The pandemic has caused that almost all emerging and developing economies are seeing a uniform deterioration of budget balances and rising debt-to-GDP ratios. Although there are good reasons for this, there is a price to pay. Investors value fiscal discipline. Weaker fiscal positions make emerging markets more vulnerable to debt overhangs and spikes in risk premia, increasing their borrowing costs.

The fiscal costs of COVID-19

There is a silver lining though. As countries enter a new stage of the recovery, governments are now playing a more predominant role, which could mean more room for impact investment directed at increasing economic resilience and improving well-being. Triodos IM, with its experience, will continue steering support in this direction.

Fiscal support and a V-shaped recovery

For fiscal spending to be effective it needs to translate to stronger and inclusive GDP growth. Governments and central banks have chosen different paths in providing stimulus, either through financials, nonfinancial firms or households, and if there was enough room, by providing stimulus to all sectors. The type of stimulus, its timing and size are setting the pace of the recovery. Going forward, the temporary nature of the stimulus will be critical in avoiding distortions, including crowding out of the private sector and moral hazard for the firms and households receiving government support.  

For now, synchronised fiscal support has done quite a lot, but the V-shaped recovery is not for all countries. The most recent data suggest that the global recession has bottomed out in the second quarter. Investor sentiment has been improving in the first place towards advanced economies, and now also across emerging countries, particularly China, South Korea and Taiwan. However. those countries that entered the crisis in a weaker economic condition are still facing many risks, given that extraordinary financing and debt relief measures will not be enough to fill the large financing gaps that were already there prior to the pandemic.

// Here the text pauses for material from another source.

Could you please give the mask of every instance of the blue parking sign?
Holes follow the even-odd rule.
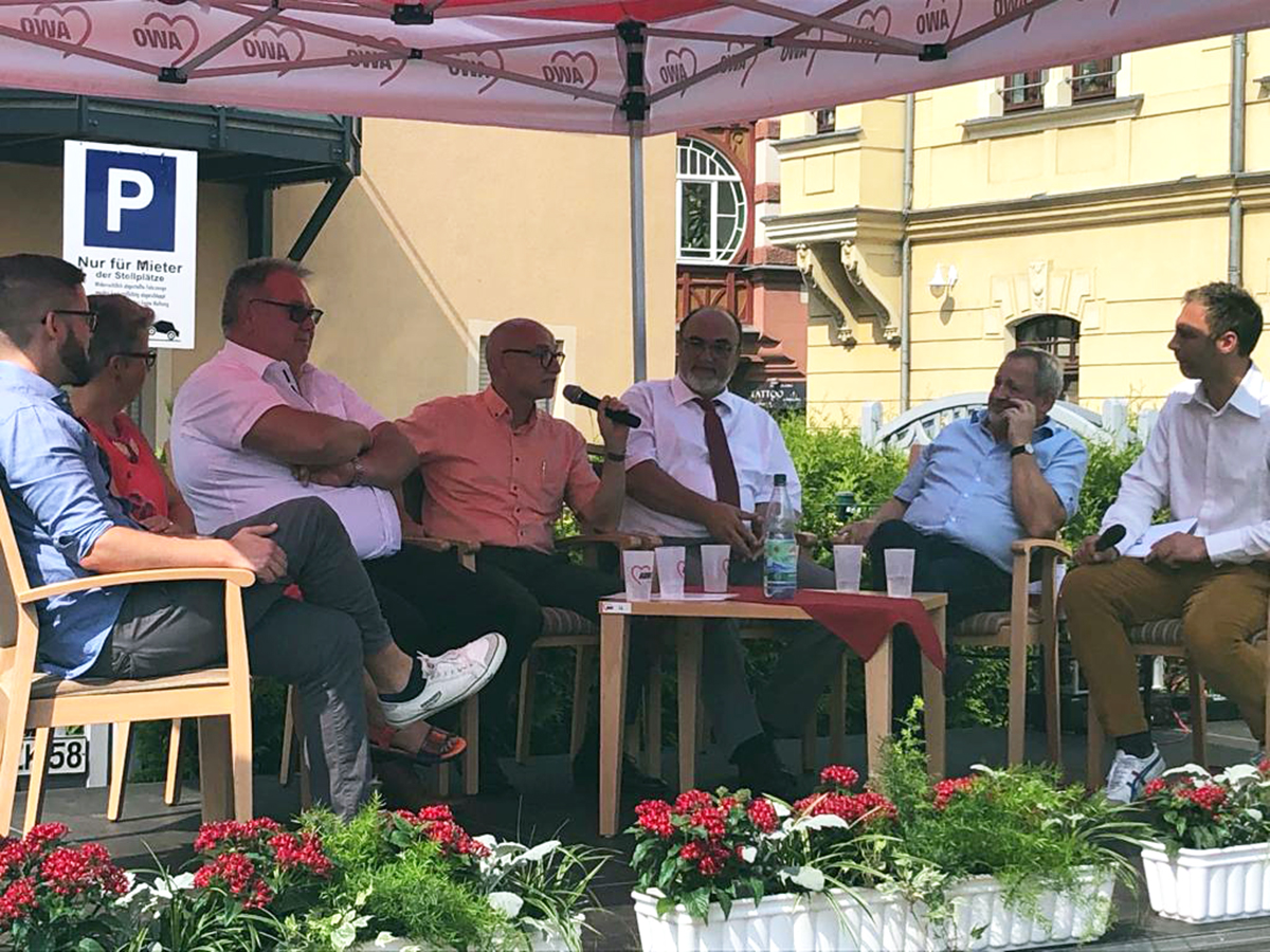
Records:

Fiscal spending and reshaping long-term growth for better

International investors and rating agencies are sensitive to emerging market fiscal fundamentals and are less tolerant to higher debt levels. This has consequences on governments’ debt risk premia and investment returns over the longer-term. Additionally, local currencies are highly sensitive to weak fundamentals. Many emerging countries despite the weaker US dollar in the recent past continue to show weak currencies, including Brazil, Russia, South Africa, and India.

This underscores the need for fiscal spending to be appropriately paced, growth-targeted and inclusive. Investing in health remains a priority. As governments prepare their budgets for 2021, fiscal expenditures to improve access to the vaccine worldwide are a first order priority. Global cooperation in fighting the pandemic has been weak so far. However, there is a sense of urgency for governments to work together and guarantee a more equitable access to the vaccine. At the same time,governments in cooperation with the private sector will do well in enforcing some positive trends that have accelerated since the crisis. Investing for the future to slowly reduce the dependence in low-carbon technologies for many oil-exporting countries, in education and digital systems are some examples. 

There is no doubt that the economic impact of the COVID-19 pandemic will become more visible in the coming months when measures are withdrawn, but it will also make clearer how governments and investors are contributing to building a more sustainable future.